The L-Word Season 1

USA 2004

24.10.2005, 12:20, Text: Vina Yun, Vina Yun

R: Rose Troche u. a.; D: Jennifer Beals, Laurel Holloman, Mia Kirshner, Karina Lombard, Katherine Moenning u. a.; Sony Pictures Home Entertainment

\"Same sex, different city\", verkündet keck die Tagline zur DVD-Box. Tatsächlich sind die 14 Episoden (inklusive zweier Pilotfolgen) dieser US-amerikanischen Hochglanz-TV-Serie mit ihren (fast ausschließlich) lesbischen Protagonistinnen näher an \"Sex And The City\" dran als an \"Ellen\": schön, erfolgreich und sexy unter der kalifornischen Sonne.

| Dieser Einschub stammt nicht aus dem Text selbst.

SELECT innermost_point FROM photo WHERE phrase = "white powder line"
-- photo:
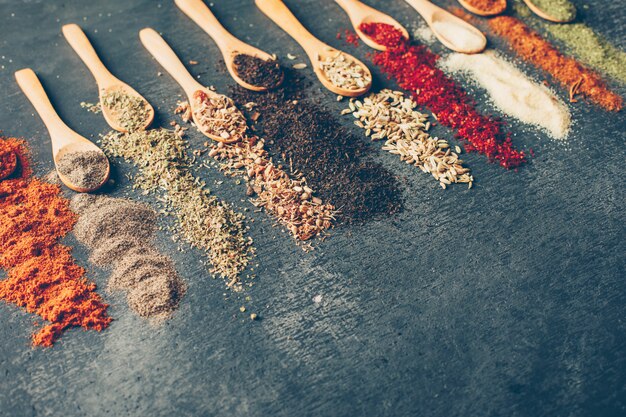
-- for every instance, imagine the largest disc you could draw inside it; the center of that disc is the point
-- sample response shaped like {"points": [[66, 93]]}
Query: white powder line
{"points": [[513, 92]]}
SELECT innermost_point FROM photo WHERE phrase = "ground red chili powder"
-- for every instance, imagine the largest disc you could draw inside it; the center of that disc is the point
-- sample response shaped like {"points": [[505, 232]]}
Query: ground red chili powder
{"points": [[42, 276], [414, 68], [567, 71], [383, 34]]}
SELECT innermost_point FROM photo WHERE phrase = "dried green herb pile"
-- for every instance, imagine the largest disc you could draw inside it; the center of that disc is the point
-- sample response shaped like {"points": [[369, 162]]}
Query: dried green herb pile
{"points": [[390, 116], [121, 232], [310, 140], [131, 112], [205, 222]]}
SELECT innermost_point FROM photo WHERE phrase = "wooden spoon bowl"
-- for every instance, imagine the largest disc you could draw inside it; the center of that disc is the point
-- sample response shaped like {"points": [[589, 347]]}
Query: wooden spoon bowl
{"points": [[499, 7], [64, 140], [106, 81], [164, 54], [315, 49], [435, 15], [230, 46], [360, 13]]}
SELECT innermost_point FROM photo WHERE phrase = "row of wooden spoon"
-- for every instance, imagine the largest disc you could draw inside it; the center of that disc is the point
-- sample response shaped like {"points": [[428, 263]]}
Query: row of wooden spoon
{"points": [[65, 140]]}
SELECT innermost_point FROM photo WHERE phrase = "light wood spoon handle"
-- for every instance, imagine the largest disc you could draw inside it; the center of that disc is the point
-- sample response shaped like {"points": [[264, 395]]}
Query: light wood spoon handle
{"points": [[168, 59], [80, 43], [33, 90], [197, 11], [353, 8], [282, 16]]}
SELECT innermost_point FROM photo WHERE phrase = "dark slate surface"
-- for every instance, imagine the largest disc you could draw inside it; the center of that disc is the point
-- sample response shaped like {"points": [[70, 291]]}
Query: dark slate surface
{"points": [[506, 300]]}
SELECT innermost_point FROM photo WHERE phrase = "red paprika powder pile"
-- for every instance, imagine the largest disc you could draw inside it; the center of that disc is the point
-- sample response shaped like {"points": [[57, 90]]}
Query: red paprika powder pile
{"points": [[42, 276], [414, 68], [571, 74]]}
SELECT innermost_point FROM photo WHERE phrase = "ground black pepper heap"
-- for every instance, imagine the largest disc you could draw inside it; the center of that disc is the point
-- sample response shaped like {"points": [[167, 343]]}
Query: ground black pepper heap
{"points": [[335, 162], [257, 71]]}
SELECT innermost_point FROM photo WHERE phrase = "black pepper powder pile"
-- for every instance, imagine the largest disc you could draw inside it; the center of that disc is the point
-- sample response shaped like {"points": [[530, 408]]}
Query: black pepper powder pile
{"points": [[257, 71], [336, 163]]}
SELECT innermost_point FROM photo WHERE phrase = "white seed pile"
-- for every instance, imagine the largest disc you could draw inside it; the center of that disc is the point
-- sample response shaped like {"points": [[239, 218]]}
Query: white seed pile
{"points": [[343, 71], [217, 115], [289, 200], [389, 115]]}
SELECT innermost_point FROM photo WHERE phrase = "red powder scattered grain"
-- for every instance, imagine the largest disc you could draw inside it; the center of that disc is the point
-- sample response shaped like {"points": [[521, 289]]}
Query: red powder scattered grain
{"points": [[383, 34], [414, 68]]}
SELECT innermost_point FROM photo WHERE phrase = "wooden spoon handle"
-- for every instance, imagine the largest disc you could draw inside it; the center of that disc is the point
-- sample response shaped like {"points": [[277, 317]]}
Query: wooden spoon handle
{"points": [[197, 11], [33, 90], [162, 52], [282, 16], [353, 8], [425, 8], [79, 42]]}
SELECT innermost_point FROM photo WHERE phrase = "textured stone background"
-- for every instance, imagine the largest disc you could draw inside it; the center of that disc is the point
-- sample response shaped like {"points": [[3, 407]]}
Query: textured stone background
{"points": [[506, 300]]}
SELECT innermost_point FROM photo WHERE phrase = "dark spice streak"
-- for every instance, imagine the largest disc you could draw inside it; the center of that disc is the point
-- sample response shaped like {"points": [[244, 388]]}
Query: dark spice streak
{"points": [[309, 138], [257, 71]]}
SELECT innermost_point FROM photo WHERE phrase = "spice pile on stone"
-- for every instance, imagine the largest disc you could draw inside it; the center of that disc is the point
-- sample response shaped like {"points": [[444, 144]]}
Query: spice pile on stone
{"points": [[86, 170], [582, 41], [390, 116], [561, 10], [414, 68], [291, 201], [42, 276], [258, 72], [217, 115], [205, 222], [310, 141], [492, 7], [121, 233], [345, 72], [568, 72], [513, 92], [131, 112]]}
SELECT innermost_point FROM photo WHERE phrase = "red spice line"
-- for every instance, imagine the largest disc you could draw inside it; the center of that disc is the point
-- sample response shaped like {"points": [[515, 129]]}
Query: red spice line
{"points": [[42, 276], [414, 68], [532, 47]]}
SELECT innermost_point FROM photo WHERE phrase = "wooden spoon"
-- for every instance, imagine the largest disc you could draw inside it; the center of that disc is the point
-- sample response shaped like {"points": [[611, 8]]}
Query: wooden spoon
{"points": [[315, 49], [444, 23], [499, 7], [64, 140], [230, 46], [360, 13], [107, 82], [162, 52], [542, 14]]}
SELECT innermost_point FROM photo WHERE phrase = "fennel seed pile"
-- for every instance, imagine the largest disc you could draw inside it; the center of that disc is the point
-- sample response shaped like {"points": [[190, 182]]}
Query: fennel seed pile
{"points": [[205, 222], [389, 115]]}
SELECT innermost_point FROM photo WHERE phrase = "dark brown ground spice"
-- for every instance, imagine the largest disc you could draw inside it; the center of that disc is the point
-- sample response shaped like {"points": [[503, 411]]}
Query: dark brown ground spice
{"points": [[257, 71], [309, 139]]}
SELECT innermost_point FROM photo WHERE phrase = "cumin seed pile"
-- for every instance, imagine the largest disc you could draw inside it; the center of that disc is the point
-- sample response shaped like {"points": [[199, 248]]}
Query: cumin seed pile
{"points": [[310, 140], [205, 222]]}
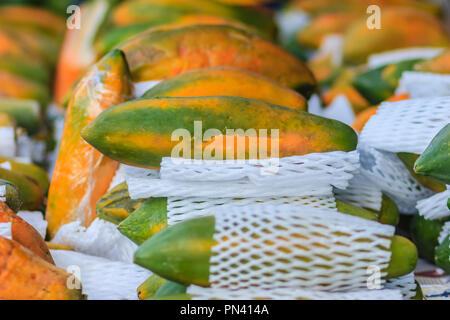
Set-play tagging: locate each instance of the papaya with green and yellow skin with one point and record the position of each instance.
(139, 132)
(408, 160)
(116, 205)
(182, 253)
(228, 81)
(169, 11)
(401, 28)
(158, 55)
(82, 175)
(434, 161)
(439, 64)
(31, 170)
(26, 113)
(150, 286)
(30, 192)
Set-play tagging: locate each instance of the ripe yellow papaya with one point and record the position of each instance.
(157, 55)
(82, 175)
(228, 81)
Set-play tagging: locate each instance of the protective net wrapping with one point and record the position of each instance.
(434, 207)
(100, 239)
(406, 126)
(276, 246)
(5, 230)
(102, 279)
(200, 293)
(297, 176)
(361, 193)
(424, 84)
(406, 284)
(387, 172)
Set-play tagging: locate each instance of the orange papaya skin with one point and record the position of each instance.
(158, 55)
(25, 234)
(82, 175)
(25, 276)
(401, 28)
(228, 81)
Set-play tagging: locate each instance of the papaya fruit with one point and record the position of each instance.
(425, 234)
(439, 64)
(147, 220)
(116, 205)
(434, 161)
(377, 85)
(442, 255)
(25, 234)
(24, 112)
(31, 170)
(82, 175)
(408, 160)
(78, 52)
(182, 253)
(168, 11)
(138, 132)
(168, 53)
(10, 195)
(402, 27)
(25, 276)
(228, 81)
(30, 192)
(325, 24)
(150, 286)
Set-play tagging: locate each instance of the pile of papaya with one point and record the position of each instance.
(134, 71)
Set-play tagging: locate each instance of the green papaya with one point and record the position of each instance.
(174, 51)
(379, 84)
(182, 253)
(30, 192)
(147, 220)
(10, 195)
(139, 132)
(408, 160)
(116, 205)
(150, 286)
(442, 255)
(434, 161)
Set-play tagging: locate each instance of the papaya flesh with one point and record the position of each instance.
(25, 234)
(434, 161)
(25, 276)
(82, 175)
(139, 133)
(228, 81)
(182, 253)
(402, 27)
(157, 55)
(408, 160)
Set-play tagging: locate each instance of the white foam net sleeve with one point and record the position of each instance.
(36, 220)
(7, 142)
(424, 84)
(361, 193)
(394, 56)
(180, 209)
(434, 207)
(406, 284)
(200, 293)
(406, 126)
(5, 230)
(275, 246)
(388, 173)
(445, 232)
(100, 239)
(312, 174)
(102, 279)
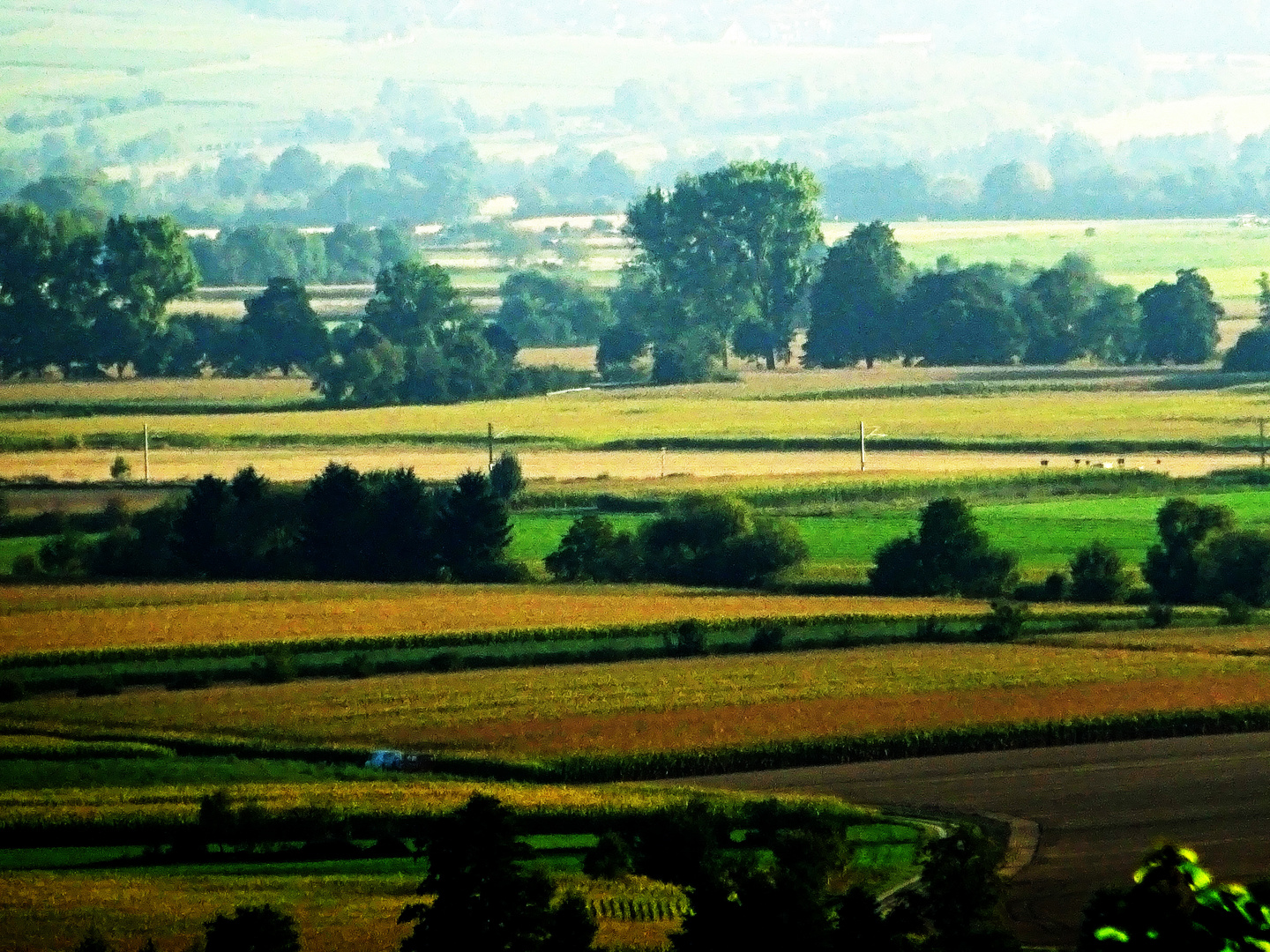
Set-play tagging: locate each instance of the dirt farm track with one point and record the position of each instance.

Da sehen selbst einfache Supermarkt-Kassiererinnen so stylish aus, als hätten sie gerade für die Vogue gemodelt. Und während Ellen noch einige Episoden lang mit ihrem Coming-out haderte, ist der lesbische Freundinnenkreis rund um Bette (Jennifer Beals of \"Flash Dance\"-Fame) und Tina (Laurel Holloman) bereits weitestgehend \"out of the closet\".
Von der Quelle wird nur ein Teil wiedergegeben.